Unfortunately, from the perspective I'm espousing, that freedom is merely accepting slavery to nature, and to the lies served up by the genetic frame, in order to live peaceably and comfortably in what to religious minded-men has always been a broken world designed as more as a prison than a garden of Eden.
Instead of squinting at vague words written thousands of years ago by people who were profoundly ignorant by today's standards, why not embrace all the knowledge and wisdom we've found between that time and our present day? There is so much more we can do and explore, and more ways to truly treat each other well, once we sever the ball and chain of bronze age sensibilities and their awkward subsequent reinterpretations. Religion and faith give us nothing we cannot get elsewhere, and it carries a lot of negative, irrational baggage that we would be better off without.
From my perspective this is a modern prejudice with little historical accuracy since nearly every great founder of modern science was a Jew or a Christian. Isaac Newton for instance wrote more written words about what you consider bronze age sensibilities, i.e., biblical exegesis, than he wrote about scientific principles. And he claimed dogmatically and unequivocally that the former was the source for the latter. Einstein was a Jew, and claimed that for him, no man was a greater thinker or scientist than Newton.
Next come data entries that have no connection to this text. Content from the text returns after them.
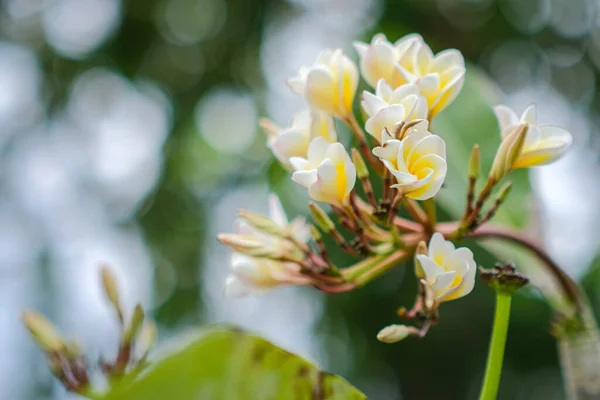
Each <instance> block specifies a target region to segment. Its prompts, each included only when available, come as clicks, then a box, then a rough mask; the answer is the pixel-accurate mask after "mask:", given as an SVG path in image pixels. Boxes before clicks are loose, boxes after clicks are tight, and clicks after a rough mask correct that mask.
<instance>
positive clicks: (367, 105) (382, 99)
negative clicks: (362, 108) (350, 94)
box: [361, 90, 388, 117]
mask: <svg viewBox="0 0 600 400" xmlns="http://www.w3.org/2000/svg"><path fill="white" fill-rule="evenodd" d="M361 104H362V107H363V110H365V113H366V114H367V115H368V116H369V117H372V116H373V115H375V114H377V113H378V112H379V111H380V110H381V109H383V108H385V107H387V106H388V103H387V102H386V101H385V100H383V99H382V98H381V97H379V96H376V95H374V94H373V93H370V92H367V91H366V90H365V91H364V92H363V101H362V102H361Z"/></svg>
Copernicus was a true man of faith and derived his cosmology from theology. Kepler was a devout believer in what you call bronze age sensibilites. None of the greatest of scientific thinkers thought that science was anything but the realization of theology. It's a modern prejudice derived from the shallow indoctrination of the university today that's attempting to create a new world order by denying the reality of the old world order.